I grew up in a big family with loads of cousins, uncles, aunts, grandparents and everyone in between. We would visit each other's houses all over the world (literally--Japan! The Philippines! Canada! The United States!) and no matter how small the home or how large the family, somehow, we always found ways to make physical space for one another. If it meant that kids would have to sleep with their parents, then that was what happened. If it meant that all the cousins were in sleeping bags in the communal living room, ok then. If it meant that siblings had to share a bed and room with others, well, that's what family is for.
These memories I have of my own upbringing are some of the best I have so it's only natural for me to want my own children to have those same experiences. Whenever we anticipate this visit, the air changes. There's an underlying excitement that explodes as soon as we see their car pull into our driveway and the kids spill out to greet each other. There's a comfort in seeing one of my best friends--who also happens to be my sister-in-law--jump out with hugs for everyone. And there's my brother-in-law who somehow manages to bring something to share whether it's homemade dough for fresh bread to be made, coffee, or even discarded/leftover liqueur that they don't even want to drink. There's also the familiarity between Jesse and James that hovers in the room. Brothers and confidantes who have literally known each other their whole lives, they share an unshakeable bond that gives me a sneak peek into the future dynamics between my own children.
Growing up, these family visits weren't extraordinary. What I mean is, there wasn't any one particular celebration or milestone to bring us all together. In my mind, these gatherings were just so normal and expected. They were what you did because we didn't live close to each other. It baffled me when I would hear friends in grade school talk about how they had cousins or an aunt who they didn't even know because they never visited them. I couldn't wrap my head around that idea because all of my extended family just seemed like my nuclear family.
The difference this time around, though, is that we’re the parents now. We’re the ones who coordinate and plan and do the hard things. In those in-between spaces when we finally unite, the spaces we don’t notice that slip through cracks in the day, Kaleen is there to snap it up so that we have a tangible memory of something that would otherwise seem forgettable. With stealth and deliberate detail, she freezes all the wonder in the seemingly normal parts of time with a rapid click click click of her camera. It’s like she has an invisibility cloak when she enters our home. And the unnoticed are suddenly front and center, revealing that there is such a tangled web of complicated emotions and beauty in the every day.
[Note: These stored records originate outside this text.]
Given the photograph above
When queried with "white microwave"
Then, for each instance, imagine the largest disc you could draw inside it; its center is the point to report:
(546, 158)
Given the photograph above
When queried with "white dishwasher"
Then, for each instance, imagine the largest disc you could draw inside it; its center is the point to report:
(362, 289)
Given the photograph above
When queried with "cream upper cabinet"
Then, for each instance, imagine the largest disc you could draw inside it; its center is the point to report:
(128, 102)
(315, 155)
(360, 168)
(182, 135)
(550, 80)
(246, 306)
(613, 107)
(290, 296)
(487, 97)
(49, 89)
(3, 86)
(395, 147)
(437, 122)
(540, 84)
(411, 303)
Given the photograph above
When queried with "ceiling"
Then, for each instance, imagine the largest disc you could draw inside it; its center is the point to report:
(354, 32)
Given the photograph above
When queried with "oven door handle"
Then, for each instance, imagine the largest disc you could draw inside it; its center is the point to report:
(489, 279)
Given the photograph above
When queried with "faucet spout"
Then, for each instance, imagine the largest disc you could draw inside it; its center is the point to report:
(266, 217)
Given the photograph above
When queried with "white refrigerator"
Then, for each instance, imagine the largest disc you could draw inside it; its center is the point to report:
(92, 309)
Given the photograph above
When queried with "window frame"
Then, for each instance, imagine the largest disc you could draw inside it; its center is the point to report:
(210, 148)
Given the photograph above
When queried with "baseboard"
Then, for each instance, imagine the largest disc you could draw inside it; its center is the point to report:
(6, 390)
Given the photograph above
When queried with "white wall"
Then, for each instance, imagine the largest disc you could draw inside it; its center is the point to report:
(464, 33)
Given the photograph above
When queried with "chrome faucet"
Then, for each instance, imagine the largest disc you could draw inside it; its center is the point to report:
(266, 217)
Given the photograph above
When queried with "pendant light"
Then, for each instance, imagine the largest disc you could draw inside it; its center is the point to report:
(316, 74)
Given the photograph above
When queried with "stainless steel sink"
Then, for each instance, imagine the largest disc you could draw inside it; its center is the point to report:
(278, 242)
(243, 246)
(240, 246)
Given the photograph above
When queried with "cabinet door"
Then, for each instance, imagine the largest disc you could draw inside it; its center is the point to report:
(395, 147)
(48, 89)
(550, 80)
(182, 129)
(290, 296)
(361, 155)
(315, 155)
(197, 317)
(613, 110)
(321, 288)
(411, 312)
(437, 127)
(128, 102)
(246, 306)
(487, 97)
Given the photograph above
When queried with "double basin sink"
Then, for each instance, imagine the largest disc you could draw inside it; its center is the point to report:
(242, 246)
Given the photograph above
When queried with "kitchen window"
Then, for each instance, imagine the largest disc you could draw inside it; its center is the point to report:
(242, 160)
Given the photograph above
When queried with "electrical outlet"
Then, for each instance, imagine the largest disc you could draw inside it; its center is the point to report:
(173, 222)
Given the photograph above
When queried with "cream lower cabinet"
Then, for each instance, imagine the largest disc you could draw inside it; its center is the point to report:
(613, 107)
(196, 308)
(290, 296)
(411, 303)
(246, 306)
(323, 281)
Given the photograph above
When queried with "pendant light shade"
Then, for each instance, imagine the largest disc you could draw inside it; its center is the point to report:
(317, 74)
With each passing year, my kids and my niece and nephews grow a little bit bigger and our hearts crack a little bit more. We see it in shifts in attitude with the older ones. We see it in the way they play. We hear it in the conversations they have and the jokes they tell. These extended sleepovers that include a lot of noise, makeshift toys, imagination and giggles also somehow preserve childhood enchantment and wonder. I now see more clearly why my own mother made it such a point to visit so many of her siblings when we were small.
So I hope to keep it going. I hope Kaleen will continue to capture all of our feelings, our hopes, our amazement and our love that makes us a family through the lens of her camera.”